Despite my work experience, I was not competitive in the programming field. So I returned to college, and decided to pursue my first love - art. But, specifically, art for video games. A few years later, I earned my Bachelor of Arts degree from Southeastern Louisina University, with a concentration in New Media and Animation (Digital Art).
Artist’s Statement
I began my career as an artist as a child, drawing with a pencil on sheets of butcher paper that came from a giant roll that my grandmother had. Later, I would evolve into pen and ink, and later yet, oil painting and sculpture. My first job as an artist was when I was 18, painting the names on the backs of boats. It was there that I learned precision and the joy that crafting can bring. But crafting for a clientele that had little interest in nuance has little lasting reward.

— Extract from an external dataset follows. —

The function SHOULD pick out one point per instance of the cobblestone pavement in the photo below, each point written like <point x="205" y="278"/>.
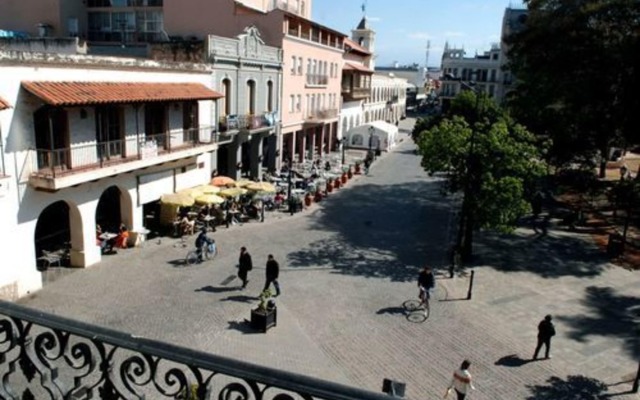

A few years later, I was first exposed to creating art on the computer; first with video games, then with 3D modeling. Since then, 3D modeling has become my love and passion. 3D modeling is multi-discipline; it requires at least a passing skill in sculpture, architecture, painting, drawing, color theory, and graphic design. It is certainly more than a constrained, single-purpose tool. You have to adopt a different way of thinking to take advantage of a limitless canvas which lacks the tedium involved in more traditional disciplines. For me, the process is liberating, freeing my mind and spirit so that I can create in any direction that I wish. I believe that to be one of the strongest values of digital art; the freedom of limitless creation.
My work primarily deals with themes of fantastic environments and impossible inventions. I cloak my art in the iconography of contemporary issues and modern politics. In using icons and common language, I have the vocabulary to communicate to other people. And with that bridge, I am able to create art with the goal of illuminating the human spirit, to express the limitless capacity for man to create and grow.
I always strive to create art that I find compelling. And the art that I find the most compelling is art that inspires the imagination. It doesn’t have to provide a narrative. It doesn’t have to represent anything. It simply has to stir my mind to think or feel in new ways. It has to inspire the viewer. It has to stimulate creativity and invoke new channels of thought.